For mine i use this, yours seems abit over complicated

 

<?php

$username = mysql_real_escape_string($_POST['username']);
$email = mysql_real_escape_string($_POST['email']);

$check_user = mysql_query("SELECT username FROM table WHERE username='$username'"); 
$username_exist = mysql_num_rows($check_user);

$check_email = mysql_query("SELECT email FROM table WHERE email='$email'"); 
$email_exist = mysql_num_rows($check_email);

// form

if ($username_exist > 0)
{
	echo ("Sorry, but your username already exists.
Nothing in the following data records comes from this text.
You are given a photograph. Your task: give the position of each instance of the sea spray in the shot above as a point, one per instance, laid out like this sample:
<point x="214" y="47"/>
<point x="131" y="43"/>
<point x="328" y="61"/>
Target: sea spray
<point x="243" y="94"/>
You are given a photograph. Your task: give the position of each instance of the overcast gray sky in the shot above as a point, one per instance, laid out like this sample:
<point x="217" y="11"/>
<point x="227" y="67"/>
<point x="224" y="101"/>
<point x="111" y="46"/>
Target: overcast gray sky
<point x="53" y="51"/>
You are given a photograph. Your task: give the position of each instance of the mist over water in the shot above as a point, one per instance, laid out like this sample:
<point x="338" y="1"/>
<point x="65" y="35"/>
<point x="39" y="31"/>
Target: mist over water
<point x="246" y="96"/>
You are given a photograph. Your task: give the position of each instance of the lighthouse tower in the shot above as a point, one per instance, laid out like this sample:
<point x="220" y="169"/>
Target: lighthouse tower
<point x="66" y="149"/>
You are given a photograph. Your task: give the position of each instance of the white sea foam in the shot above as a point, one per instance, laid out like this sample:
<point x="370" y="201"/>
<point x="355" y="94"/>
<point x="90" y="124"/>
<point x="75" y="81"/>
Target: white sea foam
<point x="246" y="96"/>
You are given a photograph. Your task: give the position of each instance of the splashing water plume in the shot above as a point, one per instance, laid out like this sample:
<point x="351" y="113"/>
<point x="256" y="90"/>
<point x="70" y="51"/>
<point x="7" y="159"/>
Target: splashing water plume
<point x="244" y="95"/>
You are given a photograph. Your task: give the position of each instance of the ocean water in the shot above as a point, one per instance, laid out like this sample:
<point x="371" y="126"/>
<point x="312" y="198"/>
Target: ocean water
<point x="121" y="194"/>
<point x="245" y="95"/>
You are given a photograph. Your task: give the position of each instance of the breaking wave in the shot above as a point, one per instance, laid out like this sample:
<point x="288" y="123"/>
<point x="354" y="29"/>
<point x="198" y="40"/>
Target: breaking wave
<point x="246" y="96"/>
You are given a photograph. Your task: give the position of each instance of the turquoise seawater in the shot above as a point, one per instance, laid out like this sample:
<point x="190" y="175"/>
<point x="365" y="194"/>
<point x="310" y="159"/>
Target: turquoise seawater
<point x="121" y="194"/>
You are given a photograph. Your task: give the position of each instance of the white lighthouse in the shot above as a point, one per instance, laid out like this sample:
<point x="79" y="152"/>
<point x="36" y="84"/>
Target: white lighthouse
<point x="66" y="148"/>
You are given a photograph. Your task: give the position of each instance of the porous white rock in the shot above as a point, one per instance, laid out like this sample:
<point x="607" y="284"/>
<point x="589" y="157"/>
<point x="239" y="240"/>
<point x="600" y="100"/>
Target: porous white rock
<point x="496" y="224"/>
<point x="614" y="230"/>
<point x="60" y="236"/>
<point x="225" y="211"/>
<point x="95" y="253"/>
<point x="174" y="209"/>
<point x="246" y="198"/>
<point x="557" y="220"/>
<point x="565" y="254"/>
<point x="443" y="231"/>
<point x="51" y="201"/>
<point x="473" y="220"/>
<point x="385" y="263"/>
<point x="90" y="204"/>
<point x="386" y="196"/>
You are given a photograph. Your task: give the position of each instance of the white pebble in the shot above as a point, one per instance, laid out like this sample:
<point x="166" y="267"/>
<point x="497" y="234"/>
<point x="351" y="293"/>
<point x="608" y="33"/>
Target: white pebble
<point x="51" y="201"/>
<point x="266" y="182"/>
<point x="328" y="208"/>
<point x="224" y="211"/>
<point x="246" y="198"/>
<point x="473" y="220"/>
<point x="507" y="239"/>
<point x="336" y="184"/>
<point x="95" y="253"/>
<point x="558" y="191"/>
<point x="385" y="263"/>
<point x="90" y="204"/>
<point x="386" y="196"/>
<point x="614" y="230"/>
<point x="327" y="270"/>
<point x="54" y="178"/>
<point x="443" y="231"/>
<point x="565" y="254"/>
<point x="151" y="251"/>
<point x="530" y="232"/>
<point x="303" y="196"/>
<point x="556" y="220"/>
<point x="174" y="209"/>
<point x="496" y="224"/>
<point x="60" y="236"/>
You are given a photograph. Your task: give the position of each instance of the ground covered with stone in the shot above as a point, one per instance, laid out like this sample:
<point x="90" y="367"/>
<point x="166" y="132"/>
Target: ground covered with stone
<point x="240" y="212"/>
Please select another. <br />");
}

if ($email_exist > 0)
{
	echo ("Sorry, but you may only have one account per email address. <br />");
}
?>

 

Hope that helps,

 

~ Chocopi

[Foser]

<?php
include("config.php");
//user data
$username = mysql_real_escape_string($_POST['username']);
$email = mysql_real_escape_string($_POST['mail']);
$password = md5(sha1(md5(md5($_POST['pw']))));
$rights = "user";
// this line is line 8
$check_user2 = mysql_query("SELECT user FROM user_info WHERE user = '$username'");
$check_user = mysql_num_rows($check_user2);
$check_email2 = mysql_query("SELECT email FROM user_info WHERE email = '$email'");
$check_email = mysql_num_rows($check_email2);


if ($username > 0 ) {
echo "This username has already been taken.<br>";}

if ($email > 0 ){
echo "This E-mail has already been registered.<br>.";}


else {
$qu = "INSERT INTO user_info (username, email, password, rights) VALUES('$username', '$email', '$password', '$rights')";
mysql_query($qu) or die(mysql_error());
echo "You are now registered, you may now login."; }

?>

 

My error I have now is very odd. it is at a line where no information or commands are.

Parse error: syntax error, unexpected T_LOGICAL_OR in C:\WAMP\www\Tutorials\PHP_MYSQL\Simple_MySQL\Login\config.php on line 8

 

I amde it easy to spot on my code.

[DJTim666]

LMFAO. If you read that error very closly it will tell you that you have an error in your config.php file. ! So check line 8 in ur config.php file, and that will solve your error.

[Foser]

aha, ok i fixed it, now i it works

 

but get a

Warning: mysql_num_rows(): supplied argument is not a valid MySQL result resource in C:\WAMP\www\Tutorials\PHP_MYSQL\Simple_MySQL\Login\regproc.php on line 10

  error, What is another similar command I can use to replace it with so I dont get this error.

 

thanks alot guys!

[mmarif4u]

Try this instead of Mysql_num_rows use mysql_result.

<?php
include("config.php");
//user data
$username = mysql_real_escape_string($_POST['username']);
$email = mysql_real_escape_string($_POST['mail']);
$password = md5(sha1(md5(md5($_POST['pw']))));
$rights = "user";
// this line is line 8
$check_user2 = mysql_query("SELECT user FROM user_info WHERE user = '$username'");
$check_user = mysql_result($check_user2);
$check_email2 = mysql_query("SELECT email FROM user_info WHERE email = '$email'");
$check_email = mysql_result($check_email2);


if (($check_user, 0) > 0 ) {
echo "This username has already been taken.<br>";}

if (($check_email,0) > 0 ){
echo "This E-mail has already been registered.<br>.";}


else {
$qu = "INSERT INTO user_info (username, email, password, rights) VALUES('$username', '$email', '$password', '$rights')";
mysql_query($qu) or die(mysql_error());
echo "You are now registered, you may now login."; }

?>

[Foser]

Warning: Wrong parameter count for mysql_result() in C:\WAMP\www\Tutorials\PHP_MYSQL\Simple_MySQL\Login\regproc.php on line 10

Warning: Wrong parameter count for mysql_result() in C:\WAMP\www\Tutorials\PHP_MYSQL\Simple_MySQL\Login\regproc.php on line 12
You are now registered, you may now login.

 

Same issue, maybe is it because wamp does not support these functions?